Die richtige Methode für den richtigen Zweck

Aus der Vielfalt der agilen Methoden können Unternehmen diejenige auswählen, die am besten zu ihren spezifischen Anforderungen passt. Lean eignet sich für die Prozessoptimierung, Kanban für flexible und effiziente Arbeitsabläufe, Scrum für die iterative Produktentwicklung und Design Thinking für kreative Innovationsprojekte. Für größere Organisationen bietet Scalable Agility die notwendige Struktur, um agile Prinzipien erfolgreich zu implementieren und das notwendige Mindset zu multiplizieren. In all diesen Bereichen ist ein tiefes Verständnis von moderner Führung notwendig.

Die praktischen Anwendungsbeispiele zeigen, dass jede Methode in unterschiedlichen Kontexten ihre eigenen Vorteile hat. Die Auswahl der geeigneten Methode sollte sich daher immer an den individuellen Anforderungen orientieren, wobei die Methoden in vielen Fällen auch miteinander kombiniert werden können.
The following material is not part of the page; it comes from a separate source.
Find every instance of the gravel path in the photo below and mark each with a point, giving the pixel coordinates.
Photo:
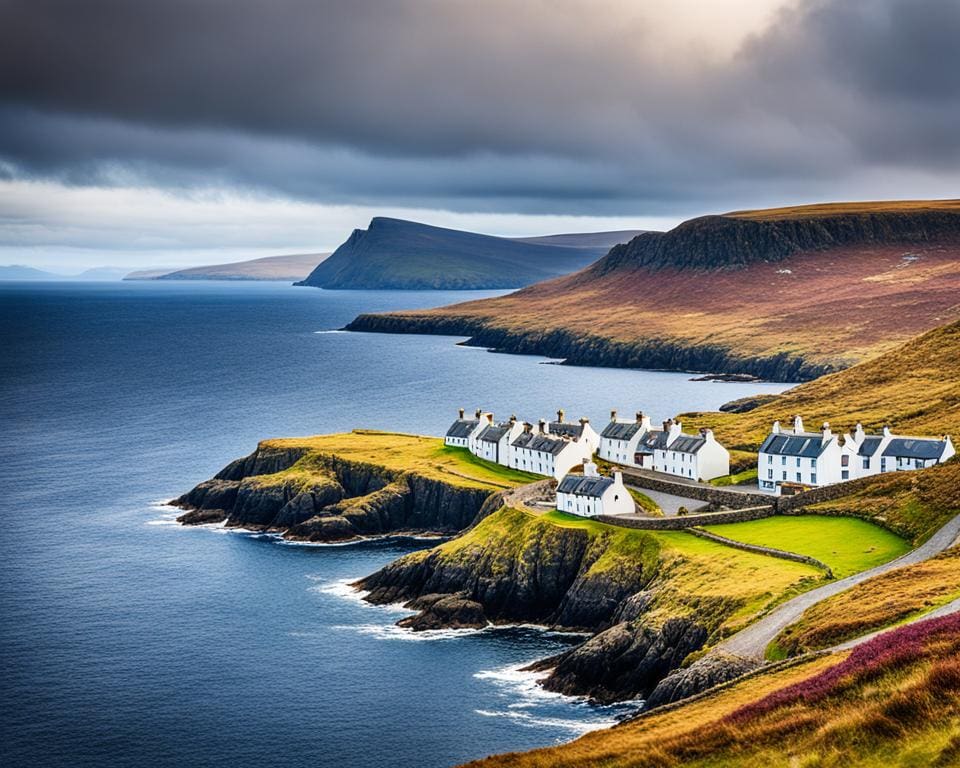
(752, 642)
Fazit: Agilität bleibt kritischer Erfolgsfaktor

Die Wahl der richtigen agilen Methode ist entscheidend für den Erfolg agiler Projekte oder dynamischer Managementsysteme. Jede Methode hat ihre Stärken und Schwächen und Agilisten und Entscheider sollten sich bewusst sein, dass nicht jede Methode für jeden Zweck geeignet ist. Durch eine differenzierte Betrachtung von u.a. Lean, Kanban, Scrum, Design Thinking sowie skalierten Ansätzen können Unternehmen die für sie passende Methode finden und damit ihre Agilität auf ein neues Level heben. Ihre Anwendung in realen Szenarien ermöglicht es Unternehmen, ihre Anpassungsfähigkeit an sich ständig verändernde Bedingungen zu optimieren und erfolgreich auf die Herausforderungen des modernen Geschäftslebens zu reagieren. Im Kern verbinden fast alle Ansätze ein gewisses Maß an definierten Standards und eine relativ hohe Disziplin, wie unter anderem die Einhaltung von Ritualen, Prinzipien, Werten oder Rollentrennung, die auch in vielen anderen Branchen essentiell und sogar notwendig sind.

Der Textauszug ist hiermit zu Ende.